I heard that my colleague next door lost 10 pounds by skipping dinner, and the medical examination report showed a red light? Light fasting has become extremely popular in recent years, but some people have relied on it to counterattack and become small waist, while others are so hungry that they feel dizzy and lose weight. In fact, fasting is not a simple "hunger game", mastering the correct method is necessary to enable the body to automatically switch to fat burning mode.

1. Light fasting is not a hunger strike

1. The body has its own energy switch

The human body starts to consume blood sugar 4-6 hours after eating, and the fat supply mode is activated 12 hours later. Light fasting adjusts the timing of meals regularly, allowing the body to efficiently burn excess fat during the fasting period, just like upgrading the metabolic system intelligently.

2. The threshold is lower than expected

Beginners can start trying on an empty stomach for 12 hours, such as ending dinner at 7 pm and having breakfast at 7 pm the next day. Gradual transition to 16:8 mode (concentrated eating for 8 hours a day) after adaptation is much easier to adhere to than complete fasting.

2. Don't step on these pitfalls

1. Retaliative eating is the most dangerous

Overeating after fasting can cause blood sugar to ride a roller coaster and easily trigger insulin resistance. It is recommended to prioritize consuming high-quality protein and dietary fiber during the eating window, such as eggs paired with leafy greens, which can provide a sense of fullness until the next meal.

2. Ignoring body warning signals

Dizziness, shaking hands, and lack of attention are all low blood sugar warnings. You can prepare some nuts as a safety valve, and supplement them in small amounts in case of discomfort. Don't force yourself.

Thirdly, enhance the effect Double the careful machine

1. Choose the right "refueling time" [SEP]. Eat within 30 minutes after exercise, and nutrients will preferentially flow to muscles rather than fat. It is recommended to schedule the eating window after training, as the carbohydrates consumed are more like "fuel" rather than "inventory".
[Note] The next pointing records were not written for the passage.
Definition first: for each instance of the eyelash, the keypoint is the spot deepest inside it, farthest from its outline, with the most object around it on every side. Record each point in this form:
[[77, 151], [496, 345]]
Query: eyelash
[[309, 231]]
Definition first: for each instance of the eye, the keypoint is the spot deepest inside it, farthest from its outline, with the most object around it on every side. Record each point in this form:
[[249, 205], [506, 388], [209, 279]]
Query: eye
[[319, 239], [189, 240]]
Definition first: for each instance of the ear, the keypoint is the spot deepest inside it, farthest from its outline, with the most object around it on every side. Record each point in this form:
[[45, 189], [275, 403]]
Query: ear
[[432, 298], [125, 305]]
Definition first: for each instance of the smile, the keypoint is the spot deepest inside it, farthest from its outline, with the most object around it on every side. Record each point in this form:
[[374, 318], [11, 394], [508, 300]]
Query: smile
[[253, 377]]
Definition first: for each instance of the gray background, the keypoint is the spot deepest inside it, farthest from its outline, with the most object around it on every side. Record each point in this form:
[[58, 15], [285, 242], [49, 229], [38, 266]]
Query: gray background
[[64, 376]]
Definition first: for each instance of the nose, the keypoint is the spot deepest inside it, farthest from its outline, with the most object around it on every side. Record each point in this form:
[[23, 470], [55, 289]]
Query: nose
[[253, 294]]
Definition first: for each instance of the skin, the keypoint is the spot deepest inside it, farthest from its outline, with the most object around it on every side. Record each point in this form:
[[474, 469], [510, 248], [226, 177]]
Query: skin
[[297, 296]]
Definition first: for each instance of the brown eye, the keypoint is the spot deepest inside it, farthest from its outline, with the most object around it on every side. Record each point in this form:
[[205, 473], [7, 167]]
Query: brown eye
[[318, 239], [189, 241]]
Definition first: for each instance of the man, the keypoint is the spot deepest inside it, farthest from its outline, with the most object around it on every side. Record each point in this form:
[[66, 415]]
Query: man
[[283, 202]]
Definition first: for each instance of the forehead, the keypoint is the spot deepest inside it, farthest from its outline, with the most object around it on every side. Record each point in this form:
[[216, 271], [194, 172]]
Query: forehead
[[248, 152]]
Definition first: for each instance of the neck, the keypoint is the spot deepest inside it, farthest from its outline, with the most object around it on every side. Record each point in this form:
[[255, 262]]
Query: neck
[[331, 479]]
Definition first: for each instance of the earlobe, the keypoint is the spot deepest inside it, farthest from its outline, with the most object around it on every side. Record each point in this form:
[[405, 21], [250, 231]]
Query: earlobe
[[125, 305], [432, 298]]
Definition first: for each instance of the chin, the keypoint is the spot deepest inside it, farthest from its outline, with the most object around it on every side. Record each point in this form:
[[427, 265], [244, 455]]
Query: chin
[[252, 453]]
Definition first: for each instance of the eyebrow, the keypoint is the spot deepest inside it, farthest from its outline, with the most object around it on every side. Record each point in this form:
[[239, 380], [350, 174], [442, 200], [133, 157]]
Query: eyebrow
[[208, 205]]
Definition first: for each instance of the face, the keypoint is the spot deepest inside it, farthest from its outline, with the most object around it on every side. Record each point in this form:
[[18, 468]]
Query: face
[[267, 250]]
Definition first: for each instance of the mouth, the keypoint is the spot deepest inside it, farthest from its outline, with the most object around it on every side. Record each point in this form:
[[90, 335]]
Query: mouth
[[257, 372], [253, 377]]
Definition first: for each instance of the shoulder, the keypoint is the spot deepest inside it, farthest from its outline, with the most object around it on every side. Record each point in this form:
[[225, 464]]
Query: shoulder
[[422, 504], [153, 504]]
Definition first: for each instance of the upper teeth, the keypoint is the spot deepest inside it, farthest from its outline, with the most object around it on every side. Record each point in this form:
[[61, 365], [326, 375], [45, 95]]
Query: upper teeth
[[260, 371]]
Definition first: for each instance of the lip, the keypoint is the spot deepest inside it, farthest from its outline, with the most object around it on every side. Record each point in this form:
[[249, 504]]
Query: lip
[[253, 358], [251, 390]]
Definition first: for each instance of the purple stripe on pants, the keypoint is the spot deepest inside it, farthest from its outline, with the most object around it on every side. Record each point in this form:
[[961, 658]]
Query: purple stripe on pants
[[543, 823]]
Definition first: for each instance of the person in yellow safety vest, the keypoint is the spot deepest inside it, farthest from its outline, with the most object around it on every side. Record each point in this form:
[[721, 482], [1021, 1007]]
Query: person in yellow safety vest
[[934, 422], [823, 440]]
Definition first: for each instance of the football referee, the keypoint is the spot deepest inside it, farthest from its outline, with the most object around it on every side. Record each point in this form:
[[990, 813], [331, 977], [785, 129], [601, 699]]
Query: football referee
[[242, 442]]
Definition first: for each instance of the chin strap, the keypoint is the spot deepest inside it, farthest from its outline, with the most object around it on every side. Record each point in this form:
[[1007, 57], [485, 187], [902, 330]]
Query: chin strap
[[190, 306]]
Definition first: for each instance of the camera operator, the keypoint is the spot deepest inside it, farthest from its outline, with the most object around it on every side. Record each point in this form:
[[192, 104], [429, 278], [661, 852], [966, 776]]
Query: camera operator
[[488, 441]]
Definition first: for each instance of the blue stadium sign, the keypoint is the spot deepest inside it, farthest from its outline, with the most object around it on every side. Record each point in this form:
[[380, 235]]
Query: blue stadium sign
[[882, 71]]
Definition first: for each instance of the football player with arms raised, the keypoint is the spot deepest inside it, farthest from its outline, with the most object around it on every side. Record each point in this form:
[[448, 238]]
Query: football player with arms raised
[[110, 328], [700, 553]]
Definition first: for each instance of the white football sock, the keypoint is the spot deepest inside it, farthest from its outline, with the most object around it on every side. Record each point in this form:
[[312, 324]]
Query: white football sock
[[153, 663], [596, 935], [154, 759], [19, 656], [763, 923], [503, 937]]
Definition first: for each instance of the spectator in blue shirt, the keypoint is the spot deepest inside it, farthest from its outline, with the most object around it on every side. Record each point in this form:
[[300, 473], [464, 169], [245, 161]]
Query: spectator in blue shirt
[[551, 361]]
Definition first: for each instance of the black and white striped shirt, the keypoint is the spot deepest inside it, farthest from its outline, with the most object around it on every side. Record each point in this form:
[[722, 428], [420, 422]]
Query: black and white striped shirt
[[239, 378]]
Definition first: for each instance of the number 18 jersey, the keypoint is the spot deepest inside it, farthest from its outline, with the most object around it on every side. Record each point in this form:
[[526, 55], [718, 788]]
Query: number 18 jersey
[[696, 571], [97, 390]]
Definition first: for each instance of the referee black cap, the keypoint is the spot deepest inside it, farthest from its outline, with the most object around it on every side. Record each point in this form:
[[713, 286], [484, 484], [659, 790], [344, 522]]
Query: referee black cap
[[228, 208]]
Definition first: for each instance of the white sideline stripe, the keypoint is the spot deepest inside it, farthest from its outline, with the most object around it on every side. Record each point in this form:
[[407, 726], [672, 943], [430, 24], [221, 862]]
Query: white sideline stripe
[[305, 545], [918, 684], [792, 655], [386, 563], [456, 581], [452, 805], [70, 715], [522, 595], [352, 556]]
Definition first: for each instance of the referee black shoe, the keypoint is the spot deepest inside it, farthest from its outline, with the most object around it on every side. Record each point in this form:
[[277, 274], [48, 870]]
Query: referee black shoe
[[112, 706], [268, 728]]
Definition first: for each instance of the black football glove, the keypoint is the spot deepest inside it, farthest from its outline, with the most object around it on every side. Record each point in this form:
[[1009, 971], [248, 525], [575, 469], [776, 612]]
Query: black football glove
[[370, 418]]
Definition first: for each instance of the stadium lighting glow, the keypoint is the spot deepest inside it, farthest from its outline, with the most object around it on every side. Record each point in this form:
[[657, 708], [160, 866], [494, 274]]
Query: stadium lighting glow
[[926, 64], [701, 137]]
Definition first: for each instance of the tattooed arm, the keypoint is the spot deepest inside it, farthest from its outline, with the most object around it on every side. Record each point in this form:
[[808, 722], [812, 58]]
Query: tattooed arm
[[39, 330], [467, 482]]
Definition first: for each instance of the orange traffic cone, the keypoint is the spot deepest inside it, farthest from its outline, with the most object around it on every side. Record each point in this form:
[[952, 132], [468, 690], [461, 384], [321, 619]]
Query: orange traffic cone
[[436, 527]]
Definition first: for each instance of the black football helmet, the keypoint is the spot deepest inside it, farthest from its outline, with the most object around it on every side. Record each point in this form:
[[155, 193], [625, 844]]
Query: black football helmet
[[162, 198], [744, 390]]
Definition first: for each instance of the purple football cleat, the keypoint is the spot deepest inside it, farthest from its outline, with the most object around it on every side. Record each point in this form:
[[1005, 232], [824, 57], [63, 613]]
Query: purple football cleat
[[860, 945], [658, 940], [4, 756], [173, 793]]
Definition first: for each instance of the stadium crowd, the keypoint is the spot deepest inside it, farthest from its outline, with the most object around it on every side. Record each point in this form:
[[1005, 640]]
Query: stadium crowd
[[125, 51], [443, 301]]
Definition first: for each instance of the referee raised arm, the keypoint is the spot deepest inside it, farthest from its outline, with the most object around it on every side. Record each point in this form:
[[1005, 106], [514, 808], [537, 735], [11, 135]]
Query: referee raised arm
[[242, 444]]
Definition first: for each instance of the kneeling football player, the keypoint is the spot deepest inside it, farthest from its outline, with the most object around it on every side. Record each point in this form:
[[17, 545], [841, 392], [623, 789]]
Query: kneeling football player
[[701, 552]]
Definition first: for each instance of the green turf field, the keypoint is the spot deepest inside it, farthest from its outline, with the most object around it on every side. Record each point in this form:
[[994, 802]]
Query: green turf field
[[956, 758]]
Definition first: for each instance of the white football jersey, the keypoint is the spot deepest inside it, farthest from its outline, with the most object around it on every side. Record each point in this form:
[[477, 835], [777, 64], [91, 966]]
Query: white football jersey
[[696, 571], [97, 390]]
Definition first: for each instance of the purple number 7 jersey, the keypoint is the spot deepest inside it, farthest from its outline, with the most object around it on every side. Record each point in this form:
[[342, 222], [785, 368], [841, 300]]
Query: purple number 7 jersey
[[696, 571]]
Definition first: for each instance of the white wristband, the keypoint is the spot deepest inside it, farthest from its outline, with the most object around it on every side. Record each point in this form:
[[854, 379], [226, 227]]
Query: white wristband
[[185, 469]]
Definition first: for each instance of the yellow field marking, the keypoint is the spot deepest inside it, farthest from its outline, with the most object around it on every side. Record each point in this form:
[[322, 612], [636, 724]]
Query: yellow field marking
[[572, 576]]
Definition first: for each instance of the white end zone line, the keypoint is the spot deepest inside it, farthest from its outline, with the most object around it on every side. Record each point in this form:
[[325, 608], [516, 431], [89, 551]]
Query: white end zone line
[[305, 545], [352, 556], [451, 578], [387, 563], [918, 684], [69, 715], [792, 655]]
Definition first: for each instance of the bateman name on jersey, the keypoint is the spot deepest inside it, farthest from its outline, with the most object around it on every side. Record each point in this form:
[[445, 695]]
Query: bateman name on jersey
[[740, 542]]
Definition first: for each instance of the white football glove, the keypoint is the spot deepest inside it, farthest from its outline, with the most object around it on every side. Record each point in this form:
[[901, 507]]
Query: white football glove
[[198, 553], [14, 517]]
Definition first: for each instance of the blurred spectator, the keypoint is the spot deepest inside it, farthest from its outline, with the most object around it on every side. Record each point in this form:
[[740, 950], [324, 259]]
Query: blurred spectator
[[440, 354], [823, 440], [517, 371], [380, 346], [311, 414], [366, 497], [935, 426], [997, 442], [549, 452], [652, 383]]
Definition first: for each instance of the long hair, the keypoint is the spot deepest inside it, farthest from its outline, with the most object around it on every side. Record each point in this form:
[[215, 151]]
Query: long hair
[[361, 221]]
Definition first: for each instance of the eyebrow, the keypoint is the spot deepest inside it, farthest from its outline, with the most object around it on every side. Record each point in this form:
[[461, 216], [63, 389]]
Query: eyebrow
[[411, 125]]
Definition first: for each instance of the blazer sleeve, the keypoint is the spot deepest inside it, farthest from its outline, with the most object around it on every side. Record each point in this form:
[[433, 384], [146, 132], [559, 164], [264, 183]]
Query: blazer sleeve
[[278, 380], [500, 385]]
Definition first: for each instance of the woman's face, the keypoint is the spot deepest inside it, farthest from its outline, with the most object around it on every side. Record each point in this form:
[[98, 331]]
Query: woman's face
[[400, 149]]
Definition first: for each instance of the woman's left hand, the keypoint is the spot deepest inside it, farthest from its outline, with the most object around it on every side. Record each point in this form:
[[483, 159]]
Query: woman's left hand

2. Hidden buff for drinking water

Drinking warm water on an empty stomach can alleviate hunger, and adding lemon juice can also promote liver detoxification. But don't deceive yourself with zero calorie drinks, artificial sweeteners may actually stimulate appetite.

IV. Safety Guidelines for Special Populations

1. Be cautious about blood sugar

diabetes patients must consult their doctor before trying. It is recommended to monitor blood sugar changes from 10 hours of fasting. Carry emergency candy with you and take it immediately if you experience palpitations or sweating.

2. Press the pause button during the menstrual period

It is recommended for women to resume normal eating three days before their period, as the body needs more iron and energy at this time. It can be changed to a 14 hour mild fasting to avoid exacerbating discomfort.

Fasting is actually teaching the body to be "smart when hungry", just like turning on power-saving mode for a phone. Finding a rhythm that suits oneself, combined with a balanced diet and moderate exercise, will make those stubborn fats willingly say goodbye. Why not have breakfast an hour later tomorrow? Your waist circumference may first notice a change.